As Individuals grapple with the stiffest inflation in 40 years, many employees could ponder one other milestone right now: It has been precisely 13 years for the reason that final time the U.S. raised the federal minimal wage.
That is the longest time the baseline wage has stayed flat for the reason that nation first carried out a minimal wage through the Nice Melancholy.
"Right now is a tragic anniversary in the USA," the Patriotic Millionaires, a bunch in favor of progressive taxes, mentioned in an announcement. "Lawmakers have turned their backs on America's tens of thousands and thousands of low-wage employees and revealed themselves to be beholden to the short-sighted pursuits of a few of their ultra-rich donors."
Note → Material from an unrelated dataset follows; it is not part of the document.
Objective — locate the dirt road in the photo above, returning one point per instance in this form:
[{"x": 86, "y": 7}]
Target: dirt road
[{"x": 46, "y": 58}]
Since 2009, when the federal minimal rose to $7.25 an hour, it is misplaced greater than one-fourth of its buying energy. When factoring in inflation, right now's minimal wage hasn't been value this little for the reason that Fifties, in accordance with calculation from the Financial Coverage Institute.
"Since 2009, employees have endured the Nice Recession, a worldwide pandemic, historic inflation and big modifications in the price of dwelling," the Patriotic Millionaires mentioned, calling the $7.25 hourly wage "deplorable."
At that price, a full-time employee makes $15,080 in a yr, simply above the federal poverty line.
Within the absence of federal motion, many cities and states have hiked their very own minimal wages — a few of them to double the federal baseline. However 20 states, most of them within the South, nonetheless observe the federal minimal right now.
The Congressional Funds Workplace has estimated that elevating the minimal wage to $15 an hour would give a pay bump to as many as 27 million employees, or one-sixth of the U.S. labor power.
If the minimal wage had risen together with employees' productiveness for the reason that Nineteen Seventies, it might at the moment be set at almost $26 an hour, in accordance with the Middle for Financial and Coverage Analysis.